Mis glóbulos rojos, que llevan oxígeno a todo el cuerpo, y mis glóbulos blancos, que combaten las enfermedades, habían disminuido considerablemente. De acuerdo con la explicación más probable, se trataba de un problema con los hemocitoblastos, que, generados en la médula ósea, son los precursores habituales de glóbulos blancos y rojos. El diagnóstico fue confirmado por expertos en este campo. Yo padecía una enfermedad de la que nada había sabido hasta entonces: mielodisplasia. Su origen es casi desconocido. Me asombró saber que, si no hacía nada, mi probabilidad de supervivencia era cero. Moriría en seis meses. Yo era activo y productivo. La idea de hallarme en el umbral de la muerte se me antojó una broma grotesca.

Sólo existía un medio conocido de tratamiento capaz de generar una curación: un trasplante de médula ósea, pero sólo funcionaría si encontraba un donante compatible. Aun entonces, habría que suprimir enteramente mi sistema inmunitario para que mi cuerpo no rechazase la médula ósea del donante. Sin embargo, una represión seria del sistema inmunitario podía matarme de varias otras maneras; por ejemplo, limitando mi resistencia a las enfermedades de tal modo que estuviese a merced de cualquier microbio que se cruzara en mi camino.

Por un instante pensé en no tomar ninguna medida y esperar a que el progreso de las investigaciones médicas encontrase una curación distinta; pero era la más tenue de las esperanzas.

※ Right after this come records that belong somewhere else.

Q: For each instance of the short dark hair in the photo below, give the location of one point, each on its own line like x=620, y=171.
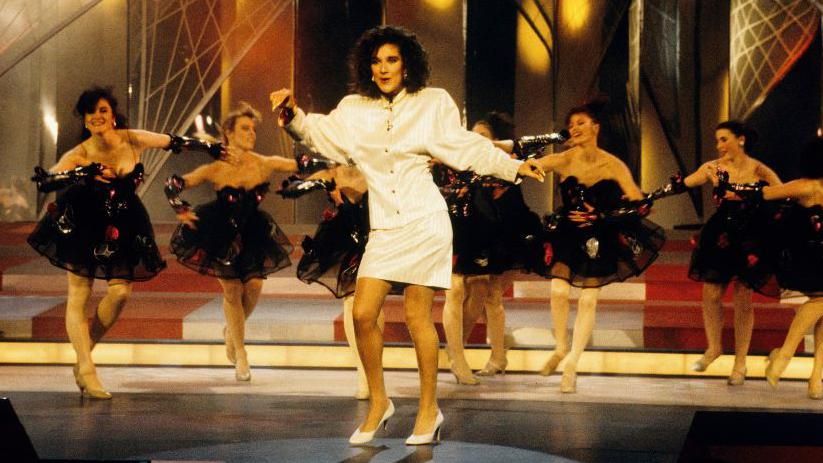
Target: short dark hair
x=87, y=102
x=415, y=60
x=595, y=108
x=243, y=110
x=739, y=129
x=500, y=124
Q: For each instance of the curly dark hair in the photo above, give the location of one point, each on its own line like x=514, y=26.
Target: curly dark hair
x=740, y=129
x=415, y=60
x=594, y=108
x=87, y=102
x=243, y=110
x=500, y=125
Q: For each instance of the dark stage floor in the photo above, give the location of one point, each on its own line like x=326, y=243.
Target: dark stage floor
x=314, y=429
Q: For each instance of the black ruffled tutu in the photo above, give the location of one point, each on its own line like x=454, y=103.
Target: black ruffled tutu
x=100, y=230
x=604, y=252
x=333, y=255
x=800, y=250
x=234, y=239
x=733, y=244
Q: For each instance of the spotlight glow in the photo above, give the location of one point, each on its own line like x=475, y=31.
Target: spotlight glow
x=441, y=5
x=575, y=14
x=51, y=124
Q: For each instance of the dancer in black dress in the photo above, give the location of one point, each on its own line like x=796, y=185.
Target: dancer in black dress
x=332, y=255
x=595, y=237
x=98, y=228
x=729, y=247
x=799, y=257
x=230, y=238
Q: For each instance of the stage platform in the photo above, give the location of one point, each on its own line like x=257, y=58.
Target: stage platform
x=659, y=310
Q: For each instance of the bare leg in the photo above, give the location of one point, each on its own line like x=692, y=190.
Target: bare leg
x=236, y=323
x=477, y=289
x=583, y=327
x=109, y=309
x=815, y=384
x=743, y=327
x=77, y=328
x=348, y=326
x=807, y=316
x=453, y=323
x=369, y=295
x=418, y=303
x=560, y=319
x=712, y=324
x=496, y=325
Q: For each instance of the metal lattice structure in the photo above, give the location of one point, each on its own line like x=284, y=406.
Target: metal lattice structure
x=184, y=50
x=767, y=38
x=27, y=24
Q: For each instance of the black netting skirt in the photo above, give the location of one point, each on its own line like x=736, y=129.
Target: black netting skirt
x=232, y=244
x=603, y=253
x=93, y=233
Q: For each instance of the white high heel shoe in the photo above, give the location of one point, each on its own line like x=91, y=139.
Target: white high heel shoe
x=360, y=438
x=424, y=439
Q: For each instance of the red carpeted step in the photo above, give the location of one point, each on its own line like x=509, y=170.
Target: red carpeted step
x=396, y=330
x=668, y=326
x=146, y=318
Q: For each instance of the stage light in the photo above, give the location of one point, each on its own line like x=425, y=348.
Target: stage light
x=441, y=5
x=575, y=14
x=51, y=123
x=530, y=49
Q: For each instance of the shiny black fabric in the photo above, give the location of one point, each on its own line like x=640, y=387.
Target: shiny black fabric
x=604, y=252
x=233, y=238
x=332, y=256
x=733, y=246
x=100, y=230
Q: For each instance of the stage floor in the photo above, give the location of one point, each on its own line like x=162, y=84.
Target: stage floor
x=295, y=415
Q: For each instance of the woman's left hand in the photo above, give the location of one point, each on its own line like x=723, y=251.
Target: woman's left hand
x=531, y=169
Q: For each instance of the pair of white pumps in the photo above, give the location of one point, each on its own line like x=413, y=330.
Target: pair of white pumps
x=360, y=438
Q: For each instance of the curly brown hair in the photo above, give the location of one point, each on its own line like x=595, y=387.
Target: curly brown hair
x=415, y=60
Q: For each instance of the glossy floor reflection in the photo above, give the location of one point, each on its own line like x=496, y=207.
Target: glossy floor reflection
x=202, y=414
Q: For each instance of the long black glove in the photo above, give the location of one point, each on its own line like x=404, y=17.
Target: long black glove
x=307, y=164
x=748, y=191
x=629, y=210
x=178, y=144
x=531, y=146
x=174, y=186
x=675, y=186
x=47, y=182
x=295, y=187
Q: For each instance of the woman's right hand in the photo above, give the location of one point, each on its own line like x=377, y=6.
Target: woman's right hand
x=189, y=219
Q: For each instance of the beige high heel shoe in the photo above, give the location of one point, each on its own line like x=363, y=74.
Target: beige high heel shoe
x=492, y=368
x=703, y=362
x=425, y=439
x=95, y=391
x=737, y=378
x=242, y=371
x=815, y=389
x=568, y=382
x=551, y=366
x=359, y=437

Todas nuestras indagaciones acerca de adonde ir convergían en el Centro Fred Hutchinson de Investigaciones Oncológicas, de Seattle, una de las primeras instituciones del mundo en lo que se refiere a trasplantes de médula ósea. Allí trabajan muchos expertos en este campo, incluyendo a E. Donnall Thomas, premio Nóbel de Fisiología y Medicina en 1990. La gran competencia de médicos y enfermeras y sus excelentes cuidados justificaban plenamente el consejo que nos dieron de solicitar tratamiento en el «Hutch».

El primer paso consistía en averiguar si podíamos hallar un donante compatible. Algunas personas jamás lo encuentran. Annie y yo llamamos a mi única hermana, Cari, menor que yo. Me mostré reticente e indirecto. Cari ni siquiera sabía que estaba enfermo. Antes de que yo pudiera concretar, me dijo: «Cuenta con ello. Sea lo que sea..., el hígado..., los pulmones..., como si fuera tuyo.» Todavía se me hace un nudo en la garganta cada vez que pienso en la generosidad de Cari. Sin embargo, no había ninguna garantía de que su médula ósea fuese compatible con la mía. Se sometió a una serie de análisis y, uno tras otro, los seis factores de compatibilidad encajaron con los míos. Resultaba la donante perfecta. Había sido increíblemente afortunado.